Satisfying the longing heart
For the Lesson titled "Soul" from February 11 - 17, 2013
Do you long with your soul to feel God’s presence? Do you long to be free of sin, sickness, or fear? Well, you’re not alone, and this week’s Bible Lesson, titled “Soul,” is prepared for you!
The authors of Psalms also expressed great yearning. Section 1 opens with Psalm 84, where the author cries that his “soul longeth, yea, even fainteth for the courts of the Lord” (verse 2 , citation 1). And Psalms 119:174 says, “I have longed for thy salvation” (cit. 11). How natural it is to yearn to feel close to good, because that is our home, our true nature. It is a desire to know one’s true identity. This Lesson offers some guidance—it shows us that our yearnings are rewarded by finding our identity in Soul, God.
One of the first things we learn is that we are not a creation of matter or material history. Our true identity is not tied to time or space. While we may think we are the sum of a particular mortal history, Mary Baker Eddy writes, “… matter can make no conditions for man” (Science and Health with Key to the Scriptures, p. 120 , cit. 8). Our being is independent of matter.
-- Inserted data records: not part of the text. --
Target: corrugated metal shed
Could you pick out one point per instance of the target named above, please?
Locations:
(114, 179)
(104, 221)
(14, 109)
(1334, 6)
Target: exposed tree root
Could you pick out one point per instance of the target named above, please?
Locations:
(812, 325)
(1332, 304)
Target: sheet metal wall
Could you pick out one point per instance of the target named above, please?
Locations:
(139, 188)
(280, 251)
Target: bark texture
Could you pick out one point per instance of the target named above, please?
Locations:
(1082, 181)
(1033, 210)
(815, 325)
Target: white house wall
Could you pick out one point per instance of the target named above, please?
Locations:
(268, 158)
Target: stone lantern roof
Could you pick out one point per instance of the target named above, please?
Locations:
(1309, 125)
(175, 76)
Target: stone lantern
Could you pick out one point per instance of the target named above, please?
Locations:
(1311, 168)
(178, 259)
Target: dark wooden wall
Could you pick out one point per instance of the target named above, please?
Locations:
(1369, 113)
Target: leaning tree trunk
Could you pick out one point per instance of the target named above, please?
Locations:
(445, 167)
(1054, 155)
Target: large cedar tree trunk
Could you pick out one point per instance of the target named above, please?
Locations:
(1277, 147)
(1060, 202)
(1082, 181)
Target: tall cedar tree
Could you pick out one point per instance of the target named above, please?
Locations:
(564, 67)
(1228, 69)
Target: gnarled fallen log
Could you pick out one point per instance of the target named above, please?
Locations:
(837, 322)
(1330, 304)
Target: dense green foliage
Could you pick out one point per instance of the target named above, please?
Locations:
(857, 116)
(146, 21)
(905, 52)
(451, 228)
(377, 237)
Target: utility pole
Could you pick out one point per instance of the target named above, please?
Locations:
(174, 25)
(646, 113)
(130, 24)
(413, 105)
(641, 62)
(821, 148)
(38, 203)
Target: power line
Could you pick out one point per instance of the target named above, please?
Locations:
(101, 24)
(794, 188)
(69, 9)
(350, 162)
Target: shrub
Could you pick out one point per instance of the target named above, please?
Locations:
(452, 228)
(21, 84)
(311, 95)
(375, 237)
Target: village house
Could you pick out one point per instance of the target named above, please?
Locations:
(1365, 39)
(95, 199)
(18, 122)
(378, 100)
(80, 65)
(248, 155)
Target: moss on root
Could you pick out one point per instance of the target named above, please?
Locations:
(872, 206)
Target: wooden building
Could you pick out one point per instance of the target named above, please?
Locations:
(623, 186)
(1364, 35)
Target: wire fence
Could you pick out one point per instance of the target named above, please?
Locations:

We might ask, then, “What are we?” We are expressions of Soul, as Mary Baker Eddy explains: “Soul is the substance, Life, and intelligence of man, which is individualized, but not in matter. Soul can never reflect anything inferior to Spirit” (Science and Health, p. 477 , cit. 5). The book of Leviticus declares that we all have an inseparable spiritual connection to our creator. The Priestly Code in Leviticus includes: “Ye shall be holy: for I the Lord your God am holy” (19:2 , cit. 9). We are the expression of what God is.
Jesus’ healings showed that he was able to see that we are holy. When he encountered a man whose identity appeared to be tied to material conditions (he was deaf and had a speech impediment), he saw the man’s true identity in Soul and said to him, “Ephphatha,” commanding his ears and tongue to “be opened” (see Mark 7:32–37 , cit. 18). Jesus knew that the man’s ability to hear and speak were always intact because they were spiritual, not dependent upon material organs.
It might sometimes feel as though we meet with resistance when trying to see our identity in Soul. But this resistance is nothing more than a false belief of material history or identity trying to look real and important. Christ Jesus helped us to see that any notions based on a “matter story” are to be put out. In the healing of Jairus’ daughter, for example, the girl initially appeared to be dead. When Jesus, rejecting this picture, declared, “she is not dead, but sleepeth,” the people around him laughed. Jesus had to put those convinced of the picture of death out of the room. After he had silenced those voices, the daughter was restored (see Luke 8:41, 42, 49–55 , cit. 21).
This week’s Lesson reminds us that our being is holy and meaningful, like a piece of music or art that feels so sacred because it exists only for the purpose of expressing the beauty of Soul. We, too, are in that place of holiness when we consciously live to express God. That allows us to be a better giver, brings us more satisfaction, and provides us with a response to our yearnings. Isaiah 58:10 explains: “If thou draw out thy soul to the hungry, and satisfy the afflicted soul; then shall thy light rise in obscurity, and thy darkness be as the noon day” (cit. 23).